Tuesday, February 21, 2006

Palinurus in Sicily

Poets arguing about wartime poetry: jackals snarling over a dried-up well.

Cyril Connolly (Palinurus)


There seems to be some weariness out there about the discussion of Flarf. I want to quietly devote the next several posts to two poems and their relationship to Google in order to think some issues through in my own way. These two poems are Tony Tost's "I Am Not the Pilot" and Drew Gardner's "Chicks Dig War".

I was going to provide links to them, but it is interesting to note that, while both of these word strings (i.e., the titles of these poems) clearly existed before the poems went online, the poems are presently enjoying the grace of the Page Rank algorithm. So you will have no trouble finding them. It is also relatively easy to locate much of their "source material", or what I sometimes call their "ideoplastic". Before I do that, later this week, I thought I would leave the fun of discovery to those who haven't already done so.

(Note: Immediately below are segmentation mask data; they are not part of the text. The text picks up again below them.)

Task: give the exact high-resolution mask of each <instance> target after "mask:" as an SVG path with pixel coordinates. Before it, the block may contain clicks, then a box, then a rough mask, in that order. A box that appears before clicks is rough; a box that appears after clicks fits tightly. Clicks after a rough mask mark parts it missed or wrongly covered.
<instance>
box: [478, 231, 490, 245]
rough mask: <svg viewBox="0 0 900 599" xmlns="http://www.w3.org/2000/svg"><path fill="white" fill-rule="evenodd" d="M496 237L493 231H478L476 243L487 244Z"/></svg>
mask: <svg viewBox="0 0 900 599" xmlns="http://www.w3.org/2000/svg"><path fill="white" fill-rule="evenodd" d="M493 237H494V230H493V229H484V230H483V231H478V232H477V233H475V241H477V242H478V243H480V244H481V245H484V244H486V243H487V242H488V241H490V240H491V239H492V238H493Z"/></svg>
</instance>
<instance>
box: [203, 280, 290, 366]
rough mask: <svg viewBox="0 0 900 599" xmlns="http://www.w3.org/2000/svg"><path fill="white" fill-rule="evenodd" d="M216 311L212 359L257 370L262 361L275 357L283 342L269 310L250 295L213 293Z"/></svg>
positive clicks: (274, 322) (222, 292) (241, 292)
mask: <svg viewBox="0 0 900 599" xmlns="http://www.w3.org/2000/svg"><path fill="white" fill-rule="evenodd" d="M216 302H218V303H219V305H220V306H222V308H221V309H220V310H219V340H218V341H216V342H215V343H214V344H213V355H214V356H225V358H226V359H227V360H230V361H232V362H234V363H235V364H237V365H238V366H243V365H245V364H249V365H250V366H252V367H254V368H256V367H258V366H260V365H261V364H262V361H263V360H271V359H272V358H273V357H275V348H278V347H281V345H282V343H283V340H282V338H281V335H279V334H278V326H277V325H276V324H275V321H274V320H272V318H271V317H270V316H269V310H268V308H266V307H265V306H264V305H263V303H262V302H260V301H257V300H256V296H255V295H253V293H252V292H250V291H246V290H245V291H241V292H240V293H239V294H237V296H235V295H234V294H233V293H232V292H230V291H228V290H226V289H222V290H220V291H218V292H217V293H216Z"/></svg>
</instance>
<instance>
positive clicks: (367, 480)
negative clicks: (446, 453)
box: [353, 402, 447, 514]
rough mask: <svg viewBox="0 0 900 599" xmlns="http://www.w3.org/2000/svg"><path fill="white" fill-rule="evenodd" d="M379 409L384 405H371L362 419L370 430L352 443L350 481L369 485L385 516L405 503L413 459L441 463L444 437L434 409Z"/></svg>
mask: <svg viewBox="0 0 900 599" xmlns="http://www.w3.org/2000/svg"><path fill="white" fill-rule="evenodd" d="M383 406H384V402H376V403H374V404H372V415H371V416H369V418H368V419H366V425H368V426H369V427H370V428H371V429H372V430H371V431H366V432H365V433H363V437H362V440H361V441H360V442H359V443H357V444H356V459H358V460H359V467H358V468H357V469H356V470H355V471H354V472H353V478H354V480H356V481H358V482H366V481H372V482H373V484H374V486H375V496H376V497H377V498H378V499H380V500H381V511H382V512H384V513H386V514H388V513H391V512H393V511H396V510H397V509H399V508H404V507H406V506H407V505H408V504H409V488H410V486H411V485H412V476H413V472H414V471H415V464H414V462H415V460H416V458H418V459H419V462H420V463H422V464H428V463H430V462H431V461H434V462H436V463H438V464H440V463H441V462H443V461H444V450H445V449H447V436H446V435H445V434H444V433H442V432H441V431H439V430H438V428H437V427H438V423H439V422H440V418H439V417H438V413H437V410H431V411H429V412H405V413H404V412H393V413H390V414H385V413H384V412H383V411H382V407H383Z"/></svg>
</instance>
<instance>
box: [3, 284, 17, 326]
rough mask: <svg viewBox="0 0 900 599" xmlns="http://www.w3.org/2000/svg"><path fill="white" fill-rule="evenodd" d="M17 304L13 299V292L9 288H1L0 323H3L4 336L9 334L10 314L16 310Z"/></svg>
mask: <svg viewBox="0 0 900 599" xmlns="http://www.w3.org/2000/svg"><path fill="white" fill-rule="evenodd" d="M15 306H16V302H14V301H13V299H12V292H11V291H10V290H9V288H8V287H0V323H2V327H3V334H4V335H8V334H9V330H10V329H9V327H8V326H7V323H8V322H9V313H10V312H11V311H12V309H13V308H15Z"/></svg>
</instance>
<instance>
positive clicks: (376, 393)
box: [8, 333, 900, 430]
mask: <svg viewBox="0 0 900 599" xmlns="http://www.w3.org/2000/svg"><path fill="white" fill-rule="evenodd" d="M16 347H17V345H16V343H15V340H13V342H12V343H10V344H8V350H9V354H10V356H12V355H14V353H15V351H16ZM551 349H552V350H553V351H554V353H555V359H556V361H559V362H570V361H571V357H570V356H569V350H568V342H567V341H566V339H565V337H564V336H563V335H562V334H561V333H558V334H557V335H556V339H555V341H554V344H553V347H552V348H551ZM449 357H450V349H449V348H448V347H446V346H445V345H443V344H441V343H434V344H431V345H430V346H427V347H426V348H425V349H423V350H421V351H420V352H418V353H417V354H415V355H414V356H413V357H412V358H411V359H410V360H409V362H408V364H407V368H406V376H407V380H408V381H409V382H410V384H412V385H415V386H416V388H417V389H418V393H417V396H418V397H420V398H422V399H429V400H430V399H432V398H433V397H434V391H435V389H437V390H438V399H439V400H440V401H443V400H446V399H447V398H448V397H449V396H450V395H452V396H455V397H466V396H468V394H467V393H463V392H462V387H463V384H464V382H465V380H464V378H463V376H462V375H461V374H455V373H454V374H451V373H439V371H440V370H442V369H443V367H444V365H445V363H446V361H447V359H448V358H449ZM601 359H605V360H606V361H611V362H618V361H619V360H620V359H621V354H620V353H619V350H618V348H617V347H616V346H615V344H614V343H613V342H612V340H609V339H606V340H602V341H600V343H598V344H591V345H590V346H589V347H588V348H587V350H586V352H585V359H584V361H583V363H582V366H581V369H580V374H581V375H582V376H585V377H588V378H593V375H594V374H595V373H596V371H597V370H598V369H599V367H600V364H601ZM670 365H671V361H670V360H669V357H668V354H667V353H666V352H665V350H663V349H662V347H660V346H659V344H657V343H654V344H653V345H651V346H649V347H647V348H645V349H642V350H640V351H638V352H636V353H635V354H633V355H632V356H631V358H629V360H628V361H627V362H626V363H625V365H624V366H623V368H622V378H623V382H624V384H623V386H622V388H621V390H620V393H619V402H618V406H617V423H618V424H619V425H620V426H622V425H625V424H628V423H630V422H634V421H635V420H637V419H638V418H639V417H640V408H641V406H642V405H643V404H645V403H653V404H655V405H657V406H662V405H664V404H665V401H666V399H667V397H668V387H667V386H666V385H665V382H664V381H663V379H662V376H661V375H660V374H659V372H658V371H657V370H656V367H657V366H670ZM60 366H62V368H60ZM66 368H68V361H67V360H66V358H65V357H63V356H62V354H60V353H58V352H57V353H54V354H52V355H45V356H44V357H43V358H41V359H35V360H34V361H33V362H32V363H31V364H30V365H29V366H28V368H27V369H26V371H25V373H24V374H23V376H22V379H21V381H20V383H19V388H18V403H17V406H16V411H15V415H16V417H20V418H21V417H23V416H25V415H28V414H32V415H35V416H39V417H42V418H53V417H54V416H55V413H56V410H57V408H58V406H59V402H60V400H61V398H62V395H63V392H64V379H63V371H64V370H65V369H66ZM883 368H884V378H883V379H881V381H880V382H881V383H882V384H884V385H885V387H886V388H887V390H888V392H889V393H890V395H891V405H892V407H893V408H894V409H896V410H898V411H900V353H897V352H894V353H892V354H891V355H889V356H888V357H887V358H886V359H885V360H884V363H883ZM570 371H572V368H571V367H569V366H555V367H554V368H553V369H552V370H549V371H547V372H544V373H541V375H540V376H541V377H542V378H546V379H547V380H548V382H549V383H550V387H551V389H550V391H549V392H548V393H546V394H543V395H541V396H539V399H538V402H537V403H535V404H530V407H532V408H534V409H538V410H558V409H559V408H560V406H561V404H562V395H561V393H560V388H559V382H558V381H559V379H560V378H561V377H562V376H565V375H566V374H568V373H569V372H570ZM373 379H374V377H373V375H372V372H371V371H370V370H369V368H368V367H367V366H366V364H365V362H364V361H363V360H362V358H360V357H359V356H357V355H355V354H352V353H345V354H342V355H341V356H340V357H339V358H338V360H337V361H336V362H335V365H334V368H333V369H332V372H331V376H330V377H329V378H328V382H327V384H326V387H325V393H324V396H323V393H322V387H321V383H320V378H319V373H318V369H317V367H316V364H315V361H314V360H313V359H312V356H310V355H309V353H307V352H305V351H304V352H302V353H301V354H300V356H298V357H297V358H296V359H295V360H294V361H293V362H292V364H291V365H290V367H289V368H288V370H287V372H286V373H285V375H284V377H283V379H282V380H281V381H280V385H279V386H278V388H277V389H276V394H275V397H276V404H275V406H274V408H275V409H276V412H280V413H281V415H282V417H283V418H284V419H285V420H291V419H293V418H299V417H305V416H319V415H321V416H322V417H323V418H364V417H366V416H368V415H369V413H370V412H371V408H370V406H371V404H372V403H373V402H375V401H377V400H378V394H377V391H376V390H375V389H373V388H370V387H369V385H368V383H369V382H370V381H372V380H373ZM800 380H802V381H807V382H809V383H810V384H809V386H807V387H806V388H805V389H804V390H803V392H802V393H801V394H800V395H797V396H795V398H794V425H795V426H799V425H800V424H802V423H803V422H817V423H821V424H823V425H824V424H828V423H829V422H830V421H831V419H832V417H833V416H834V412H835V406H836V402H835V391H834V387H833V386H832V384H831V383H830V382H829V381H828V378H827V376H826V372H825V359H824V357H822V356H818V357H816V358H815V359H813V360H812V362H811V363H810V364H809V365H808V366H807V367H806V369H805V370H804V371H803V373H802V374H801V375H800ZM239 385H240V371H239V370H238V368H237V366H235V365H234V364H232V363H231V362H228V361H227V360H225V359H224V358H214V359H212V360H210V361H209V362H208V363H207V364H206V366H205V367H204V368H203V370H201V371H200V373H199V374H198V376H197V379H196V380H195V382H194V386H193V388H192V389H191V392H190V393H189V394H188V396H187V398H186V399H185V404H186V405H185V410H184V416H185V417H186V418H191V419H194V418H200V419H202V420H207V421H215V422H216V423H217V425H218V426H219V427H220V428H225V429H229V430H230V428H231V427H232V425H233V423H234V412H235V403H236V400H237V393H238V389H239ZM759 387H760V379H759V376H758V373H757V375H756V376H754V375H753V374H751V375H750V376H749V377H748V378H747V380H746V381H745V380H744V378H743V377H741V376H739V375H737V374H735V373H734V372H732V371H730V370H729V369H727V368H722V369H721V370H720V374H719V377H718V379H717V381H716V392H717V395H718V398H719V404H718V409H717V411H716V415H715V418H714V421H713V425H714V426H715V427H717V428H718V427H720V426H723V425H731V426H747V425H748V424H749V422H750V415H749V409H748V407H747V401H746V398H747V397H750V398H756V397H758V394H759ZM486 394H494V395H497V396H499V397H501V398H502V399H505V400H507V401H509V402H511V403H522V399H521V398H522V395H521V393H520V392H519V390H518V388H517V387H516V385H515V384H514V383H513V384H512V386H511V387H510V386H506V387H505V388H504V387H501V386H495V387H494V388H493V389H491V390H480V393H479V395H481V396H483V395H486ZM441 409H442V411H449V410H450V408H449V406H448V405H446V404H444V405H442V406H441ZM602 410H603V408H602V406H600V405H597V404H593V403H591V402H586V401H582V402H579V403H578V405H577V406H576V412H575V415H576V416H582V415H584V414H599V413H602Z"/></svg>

I want to use the poems as an immanent critique of the Palinurian experience on the assumption that there is something essentially anti-Palinurian about making a good poem. So, to begin, imagine Palinurus, Æneas' pilot, on the beach in Sicily among "elaborate games ... brooding over the storm and his leader's conduct while the noisy sport proceeds around him. Finally, to prevent the men leaving, the women set fire to the ships ..." (Cyril Connolly, The Unquiet Grave, p. 130)

Q: You are a pilot? That is SO cool!
A: I am NOT a pilot.
(Tost)

I just cannot, you know, believe in a war
against chicks when they've got the anti-chick war
thing goin' on.
The women will be like "Ooh, what a cute war!"